Salió el sembrador a sembrar y mientras sembraba, parte de la semilla cayó junto al camino; y vinieron las aves y la comieron. Parte cayó en pedregales, donde no había mucha tierra; y brotó pronto, porque no tenía profundidad de tierra; pero salido el sol, se quemó; y porque no tenía raíz, se secó. Y parte cayó entre espinos; y los espinos crecieron, y la ahogaron. Pero parte cayó en buena tierra, y dio fruto, cuál a ciento, cuál a sesenta, y cuál a treinta por uno.

El investigador alemán Sebastian Suggate nos recuerda establece una analogía entre esta parábola y la enseñanza temprana de la lectura, sobre todo que para que la semilla (enseñanza de la lectura) fructifique tiene que caer en tierra bien preparada (momento adecuado).

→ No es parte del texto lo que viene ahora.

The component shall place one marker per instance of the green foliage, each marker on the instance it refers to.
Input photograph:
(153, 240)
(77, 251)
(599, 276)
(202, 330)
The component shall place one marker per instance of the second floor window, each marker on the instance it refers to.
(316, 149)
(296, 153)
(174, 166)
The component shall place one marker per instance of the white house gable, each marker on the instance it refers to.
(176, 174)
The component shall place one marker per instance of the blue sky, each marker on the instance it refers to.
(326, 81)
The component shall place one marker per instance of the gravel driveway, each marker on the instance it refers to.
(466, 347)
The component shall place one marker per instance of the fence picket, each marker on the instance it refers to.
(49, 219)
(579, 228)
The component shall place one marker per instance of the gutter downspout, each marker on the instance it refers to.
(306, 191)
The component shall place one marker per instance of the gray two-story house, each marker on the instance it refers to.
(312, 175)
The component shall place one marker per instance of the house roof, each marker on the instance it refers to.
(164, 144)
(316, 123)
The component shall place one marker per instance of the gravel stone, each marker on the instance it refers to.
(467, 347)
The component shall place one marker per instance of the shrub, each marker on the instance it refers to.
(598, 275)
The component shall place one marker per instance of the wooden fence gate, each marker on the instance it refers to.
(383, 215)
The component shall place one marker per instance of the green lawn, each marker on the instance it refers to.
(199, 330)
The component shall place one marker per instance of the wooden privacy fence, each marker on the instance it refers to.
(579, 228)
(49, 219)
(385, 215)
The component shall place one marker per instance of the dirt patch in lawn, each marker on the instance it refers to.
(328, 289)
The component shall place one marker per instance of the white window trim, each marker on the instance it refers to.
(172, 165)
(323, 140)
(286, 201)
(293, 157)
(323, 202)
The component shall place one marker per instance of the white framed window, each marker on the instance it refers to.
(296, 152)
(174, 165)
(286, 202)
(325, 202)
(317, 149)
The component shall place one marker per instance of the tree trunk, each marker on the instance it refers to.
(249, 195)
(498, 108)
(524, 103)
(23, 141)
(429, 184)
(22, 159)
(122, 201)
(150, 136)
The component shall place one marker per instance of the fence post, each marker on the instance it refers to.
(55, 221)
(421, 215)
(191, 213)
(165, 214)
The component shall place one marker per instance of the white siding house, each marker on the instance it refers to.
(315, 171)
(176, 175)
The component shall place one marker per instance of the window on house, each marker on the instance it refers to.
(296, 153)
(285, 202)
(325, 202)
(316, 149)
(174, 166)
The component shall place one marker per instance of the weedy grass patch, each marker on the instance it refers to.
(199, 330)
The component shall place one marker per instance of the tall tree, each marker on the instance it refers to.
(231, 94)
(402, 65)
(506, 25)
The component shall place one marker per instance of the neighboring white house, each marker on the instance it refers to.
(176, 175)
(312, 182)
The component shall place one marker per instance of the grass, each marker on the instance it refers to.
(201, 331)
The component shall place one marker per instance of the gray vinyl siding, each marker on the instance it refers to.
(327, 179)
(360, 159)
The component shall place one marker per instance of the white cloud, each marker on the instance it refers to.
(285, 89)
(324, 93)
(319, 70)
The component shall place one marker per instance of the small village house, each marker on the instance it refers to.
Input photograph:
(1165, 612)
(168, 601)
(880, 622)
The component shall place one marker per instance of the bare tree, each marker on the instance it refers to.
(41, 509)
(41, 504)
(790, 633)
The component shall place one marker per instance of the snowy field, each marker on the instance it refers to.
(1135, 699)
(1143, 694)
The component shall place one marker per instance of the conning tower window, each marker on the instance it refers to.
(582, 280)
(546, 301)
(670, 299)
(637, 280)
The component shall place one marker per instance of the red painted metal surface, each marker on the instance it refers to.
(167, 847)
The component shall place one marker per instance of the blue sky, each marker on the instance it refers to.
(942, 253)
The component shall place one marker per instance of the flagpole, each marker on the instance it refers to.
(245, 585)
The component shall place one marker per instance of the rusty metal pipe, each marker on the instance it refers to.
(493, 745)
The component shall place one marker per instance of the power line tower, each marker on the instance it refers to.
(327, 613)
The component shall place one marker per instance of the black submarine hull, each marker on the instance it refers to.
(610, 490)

No se trata de algo nuevo, ya hubo una época en la que el concepto de “madurez para la lectura” estuvo presente en las escuelas y se realizaron intentos de predecir el momento óptimo para enseñar a leer basándose en la teoría del desarrollo de Piaget o en un la habilidad perceptivo-motora.

Suggate, en cambio, se basa en la concepción simple de la lectura, que propone que esta habilidad depende de dos factores: la comprensión del lenguaje y la descodificación. Por tanto, considera que el momento óptimo para enseñar a leer se caracterizaría porque:

  1. El aprendizaje de la descodificación puede hacerse con poco esfuerzo.
  2. Se puede realizar en armonía con las actividades para el desarrollo lingüístico y no sustituyéndolas.
  3. Añadir las habilidades de lectura a las habilidades lingüísticas resulta beneficioso para el aprendizaje de los niños (pueden acceder a los conocimientos del currículo a través de la lectura).
Hortus deliciarum, de Gleichnis vom Sämann

Hortus deliciarum, de Gleichnis vom Sämann

Una revisión de la investigación

El estado de la investigación sobre el tema se podría resumir en una frase:

Hay datos sólidos y convergentes que sugieren que el aprendizaje temprano de la lectura no conduce a una mejor lectura en el futuro, más allá de las mejoras iniciales a corto plazo.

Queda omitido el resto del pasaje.